Transfer Duty Concessions: Selling Properties to Your Own Super Fund
The Western Australian Duties Act 2008 was recently amended in relation to the sale of dutiable assets (e.g. land and buildings) to superannuation funds by their members.
Such transactions, when properly structured, may be liable to $20 nominal duty instead of full conveyancing duty.
Previously, the Duties Act did not provide a concession for a sale from a member to a “custodian trustee” under a bare trust arrangement. (A bare trust arrangement is required if a super fund is borrowing to make a purchase). Absent such a concession, it was necessary to make use of two separate existing concessions under the Duties Act, which was cumbersome and required careful drafting.
The new changes to the Act now solves this problem, but additional restrictions have also been introduced.

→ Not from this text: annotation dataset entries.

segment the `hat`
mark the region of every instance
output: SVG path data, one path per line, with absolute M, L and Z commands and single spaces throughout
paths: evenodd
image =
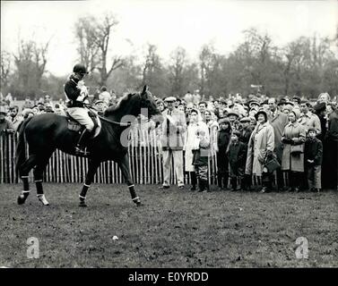
M 165 102 L 175 102 L 176 101 L 176 97 L 169 97 L 166 99 L 164 99 L 164 101 Z
M 293 108 L 293 107 L 292 107 L 290 105 L 288 104 L 288 105 L 286 105 L 284 106 L 283 110 L 284 110 L 284 109 L 287 109 L 287 110 L 289 110 L 289 112 L 290 112 L 290 111 L 292 110 L 292 108 Z
M 236 135 L 237 137 L 240 137 L 240 132 L 238 131 L 238 130 L 234 130 L 234 131 L 232 131 L 232 134 L 233 135 Z
M 287 101 L 285 98 L 281 98 L 280 101 L 277 103 L 277 105 L 286 105 L 287 104 Z
M 292 105 L 292 106 L 295 105 L 295 104 L 292 101 L 286 101 L 285 105 Z
M 257 106 L 260 106 L 260 103 L 256 100 L 250 100 L 249 101 L 249 107 L 251 108 L 252 105 L 256 105 Z
M 321 102 L 319 104 L 316 104 L 315 106 L 314 106 L 314 109 L 316 112 L 319 113 L 321 111 L 325 111 L 326 108 L 326 104 L 325 102 Z
M 265 122 L 267 122 L 267 114 L 266 114 L 266 112 L 264 111 L 264 110 L 258 110 L 258 112 L 255 114 L 255 118 L 256 118 L 256 120 L 258 120 L 258 115 L 259 114 L 263 114 L 263 115 L 264 115 L 264 117 L 265 117 Z
M 250 117 L 243 117 L 242 119 L 239 120 L 239 122 L 250 122 L 251 119 Z
M 75 64 L 73 68 L 73 72 L 82 73 L 82 74 L 89 73 L 87 72 L 86 67 L 82 63 Z
M 7 111 L 4 106 L 0 106 L 0 114 L 7 114 Z
M 300 111 L 297 108 L 293 108 L 290 113 L 293 113 L 296 116 L 296 120 L 298 120 L 300 117 Z
M 257 107 L 256 107 L 256 106 L 254 106 L 254 107 L 251 107 L 251 108 L 250 108 L 250 110 L 249 110 L 249 112 L 250 112 L 250 111 L 253 111 L 253 110 L 255 110 L 255 111 L 258 111 L 258 108 L 257 108 Z
M 292 100 L 297 100 L 297 102 L 299 104 L 300 103 L 300 97 L 298 97 L 298 96 L 294 96 L 294 97 L 292 97 Z
M 94 103 L 94 105 L 97 105 L 97 104 L 104 104 L 104 101 L 99 99 L 99 100 L 95 101 L 95 103 Z
M 34 114 L 34 112 L 30 108 L 25 108 L 22 112 L 23 117 L 27 116 L 29 114 Z
M 228 118 L 224 117 L 222 119 L 220 119 L 220 121 L 218 122 L 219 125 L 221 124 L 230 124 L 230 122 L 229 121 Z
M 316 130 L 315 127 L 310 127 L 310 128 L 308 130 L 308 133 L 309 131 L 314 131 L 314 132 L 316 133 Z
M 228 114 L 228 117 L 230 116 L 230 115 L 235 115 L 235 116 L 237 116 L 237 118 L 239 117 L 239 114 L 238 114 L 237 112 L 235 112 L 235 111 L 230 111 L 230 112 Z
M 267 99 L 265 99 L 264 102 L 261 103 L 261 106 L 263 106 L 264 105 L 268 105 L 269 102 Z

To qualify for nominal duty under the new provisions, membership of the fund has to be restricted to, or the asset quarantined for, the members who are selling the asset to the fund.
Under the old provisions, it was enough for the property to be held and provided as a retirement benefit to the relevant member. The provisions have now been extended to require that, in addition to the property, the income generated by, and the proceeds of sale from, the property must be used to provide those benefits. This has made the option of quarantining the asset more onerous, as compared to the option of restricting the fund membership.
An example of when a problem might arise is if contributions of other members are used to help fund the pensions payable to the selling members. Even if done inadvertently after the transaction is completed, where funds are unsegregated, the Fund trustee will become liable to full conveyancing duty at that point in time! The Office of State Revenue will need to be notified under pain of a $20,000 penalty.
It is likely that clients will choose to restrict fund membership to obtain nominal duty in these circumstances.
Of course, under either method, the result is that contributions by others cannot be used to assist in the funding of benefit payments. How benefit payments are to be met (and if the likely rent from the asset is going to be sufficient) should be carefully considered.